J'ai expliqué : « Je poursuivais ce petit renard à toute vitesse. La prochaine fois, je laisserai un mot ou quelque chose comme ça. »

Il dit d'une voix grave : « Tu oses. »

Au bout d'un moment, Lou Xiyue répéta : « Il n'y aura pas de prochaine fois. »

Il me déposa, prit un encensoir dans le feu, versa un bol de remède et me le tendit en disant : « J'ai préparé un remède ; bois-le. »

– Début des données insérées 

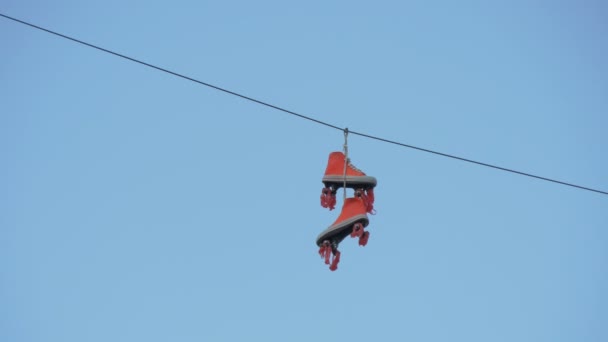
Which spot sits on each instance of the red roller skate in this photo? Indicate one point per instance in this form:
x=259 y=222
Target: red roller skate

Je me suis soudain souvenue de quelque chose, mais ce n'était pas très clair. J'ai pris le bol de médecine et j'ai dit doucement : « Tu ressembles un peu à un jeune maître de mon rêve. »

Il me regarda boire le médicament, ses sourcils et ses yeux se détendant légèrement. Après un long moment, un sourire apparut enfin sur son visage. « Mon amant de rêve ? »

J'ai détourné le visage : « Amant de rêve, mon œil ! »

Dehors, par la fenêtre, la nuit était aussi noire que de l'encre renversée, des flocons de neige tombaient et les carreaux de papier des fenêtres étaient déchirés, laissant entrer un vent sifflant et vrombissant.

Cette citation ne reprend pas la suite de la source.